TUSCALOOSA, Ala. — If you’re watching College GameDay Saturday night at the conclusion of No. 1 LSU and No. 2 Alabama, you shouldn’t find a speck of pizza sauce on the mugs of Chris Fowler, Desmond Howard & Co. — not even a trace of cheese on whatever mascot head Lee Corso wore earlier in the day.
That’s because someone in the 70-person GameDay crew has her colleague’s backs — and faces — as they wolf down slices of pizza between commercial breaks near the end of another marathon Saturday.
GameDay makeup artist Donna Martin, a 16-year ESPN employee, has been with the show for seven years.
She has to make sure the GameDay on-air crew appears on its A-game, touching up the cast under the hot lights, in the blustery conditions, and against the clock during commercial breaks.
“Why do I like this? It’s more of a challenge than being in a studio all the time, where the lighting is consistent all the time,” Martin said.
“Not to mention that I love the talent. They’re fabulous. I love working College GameDay.”

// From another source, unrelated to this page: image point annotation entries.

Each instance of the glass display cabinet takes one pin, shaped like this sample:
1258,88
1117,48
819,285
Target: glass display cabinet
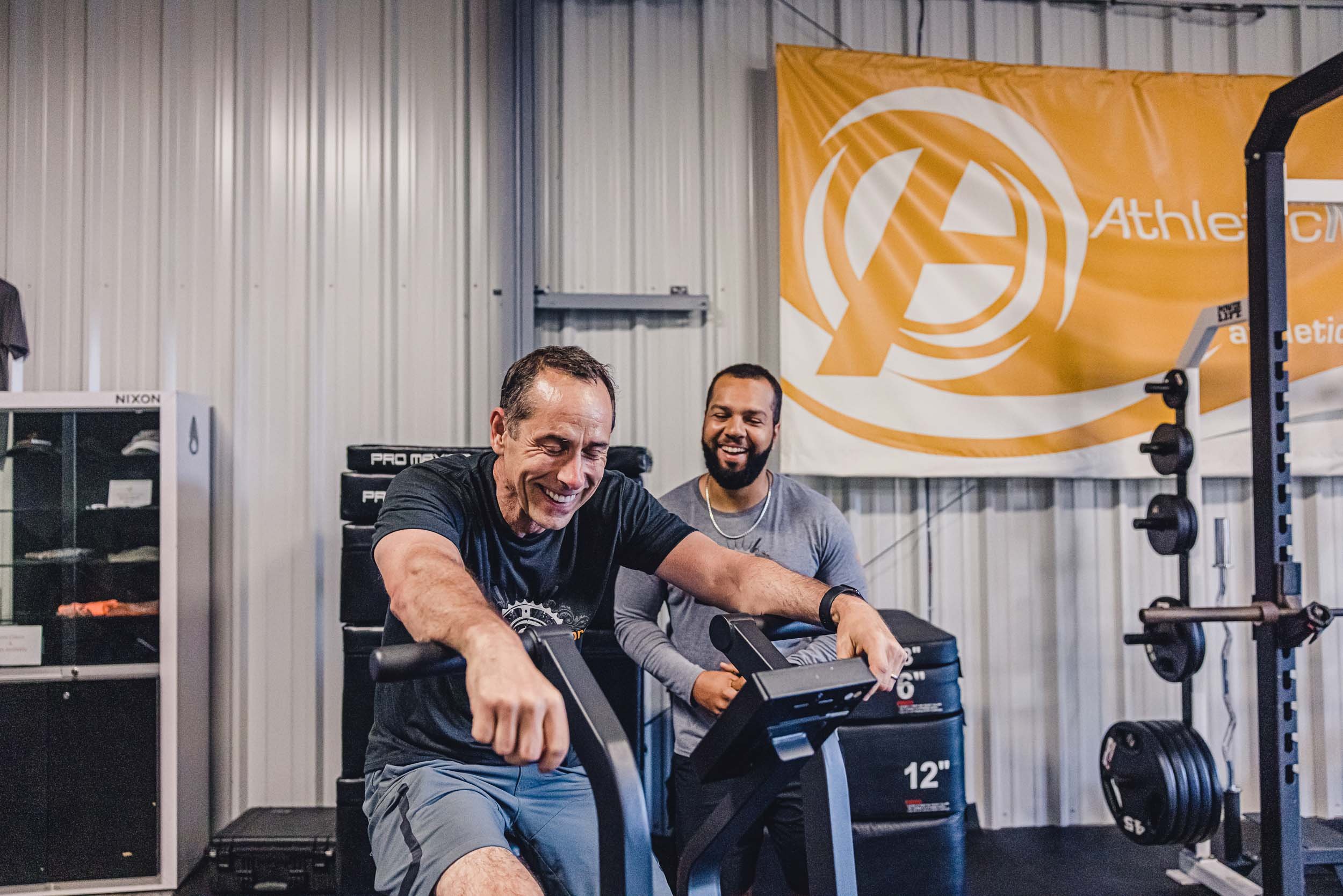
104,640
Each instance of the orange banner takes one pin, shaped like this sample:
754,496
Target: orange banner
981,264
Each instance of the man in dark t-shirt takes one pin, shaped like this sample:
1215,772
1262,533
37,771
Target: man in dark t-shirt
473,550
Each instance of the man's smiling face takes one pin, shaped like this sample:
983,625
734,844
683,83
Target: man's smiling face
552,460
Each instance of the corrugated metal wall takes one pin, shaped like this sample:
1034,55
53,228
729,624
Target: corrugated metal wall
294,208
283,207
659,170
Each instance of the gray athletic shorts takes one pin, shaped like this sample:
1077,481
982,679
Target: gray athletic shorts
425,817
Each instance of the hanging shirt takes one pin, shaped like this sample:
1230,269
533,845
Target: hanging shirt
14,335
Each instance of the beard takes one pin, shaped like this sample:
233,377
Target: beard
734,480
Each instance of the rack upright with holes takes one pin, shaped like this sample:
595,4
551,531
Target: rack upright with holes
104,640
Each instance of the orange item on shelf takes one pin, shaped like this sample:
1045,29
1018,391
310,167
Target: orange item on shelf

The 25-year GameDay phenomenon unveiled its latest edition here Saturday morning before hundreds of fans outside Bryant-Denny Stadium, where midseason supremacy — if there is such a thing — will be decided Saturday night.
As early as at 4 a.m. Central Time, fans began collecting at the foot of the stadium steps.
Hundreds of Alabama fans — and a sprinkling of LSU rooters — waited for San Francisco Giants pitcher Brian Wilson — a former LSU pitcher and ardent Tigers fan — to arrive via police escort.
Wilson’s selection will just be the appetizer for Corso’s main course mascot headgear pick.
Even fans without a dog in this fight gathered in the 40-degree cool of this November morning to watch the live traveling circus.
For the 114th consecutive GameDay show, fans of Washington State University arrived to wave the school flags for ESPN cameras.
Two groups of WSU alumni made trips from Montgomery, Ala., New Orleans and even Spokane, Wash. to make sure they represented.
“We parked in some student parking and people go, ‘Are you the guys with the flag? As soon as people see our hats, they want to know,” said Dave Scoville, a Cougars fan who made the trek from Spokane.
He’s picked the Crimson Tide to beat the Tigers because — as WSU’s rival Washington sports somewhat the same colors as LSU’s –“I can’t root for anyone wearing purple-and-gold.”
That feeling is one reason why college football has a unique status in the American sports atmosphere.
“I actually live in Northern New Jersey, in one of the only places that is a vacuum of college football passion. We’re so pro-market saturated,” GameDay reporter Tom Rinaldi said.
But everywhere else, he feels, “college football is an enormous passion. Not just regionally, nationally. People don’t just go crazy for their team, they also load up with deep loathing and enmity for other teams. It’s just an incredible passion in this country.”